La France s'apprête à affronter une nouvelle période de fortes chaleurs, un mois après avoir subi un épisode de températures élevées au mois de mai. Si les deux situations présentent en apparence des similitudes, les mécanismes météorologiques à l'œuvre sont différents, tout comme les facteurs aggravants, notamment la durée plus longue des journées liée au solstice d'été.
Des mécanismes distincts
L'épisode de mai n'était pas techniquement qualifié de vague de chaleur selon les critères statistiques de l'indicateur thermique national, qui existe depuis 1947. Les températures n'avaient alors pas dépassé 24,8 °C, ce qui en faisait un épisode de chaleur durable et intense, mais pas une vague de chaleur au sens strict. Ce phénomène était provoqué par un « dôme de chaleur » : de l'air chaud venu du Maroc avait remonté par la péninsule Ibérique, puis avait été bloqué par un anticyclone particulièrement robuste, provoquant une stagnation des masses d'air, tel un couvercle sur une casserole. Les régions de l'ouest, du centre et du sud du pays avaient été les plus touchées, a rapporté Météo-France.

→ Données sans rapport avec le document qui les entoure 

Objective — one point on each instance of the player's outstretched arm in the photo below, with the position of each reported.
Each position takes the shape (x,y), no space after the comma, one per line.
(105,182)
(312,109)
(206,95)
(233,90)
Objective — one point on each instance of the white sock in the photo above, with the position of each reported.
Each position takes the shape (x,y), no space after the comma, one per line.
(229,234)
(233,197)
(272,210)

La vague de chaleur attendue dans les prochains jours trouve son origine dans un blocage anticyclonique qui s'est installé sur l'ouest de l'Europe. L'air se réchauffe par subsidence sous l'effet des hautes pressions. À partir de jeudi, une zone de basses pressions sur l'Atlantique aspire l'air très chaud du sud vers le nord du pays, ce qui marquera le début de l'épisode caniculaire, a expliqué l'organisme de prévisions.

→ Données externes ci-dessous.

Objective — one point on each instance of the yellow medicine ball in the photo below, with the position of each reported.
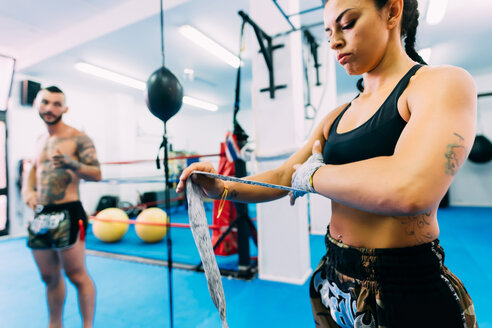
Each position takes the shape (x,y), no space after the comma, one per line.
(110,232)
(151,233)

Le solstice d'été comme facteur aggravant
Le dimanche 21 juin coïncide avec le solstice d'été dans l'hémisphère nord, ce qui implique des journées plus longues et des nuits plus courtes. Ce paramètre joue un rôle clé. « Au moment du solstice d'été, les températures minimales peuvent être particulièrement élevées et les nuits plus difficiles », a souligné Christelle Robert, prévisionniste à Météo-France. Avec des nuits plus courtes, le refroidissement nocturne se trouve limité, tandis que les premiers rayonnements du soleil créent un nouvel apport de chaleur dès le lever du jour, empêchant les températures de baisser suffisamment. Les journées plus longues sont ainsi considérées comme un facteur aggravant par les spécialistes.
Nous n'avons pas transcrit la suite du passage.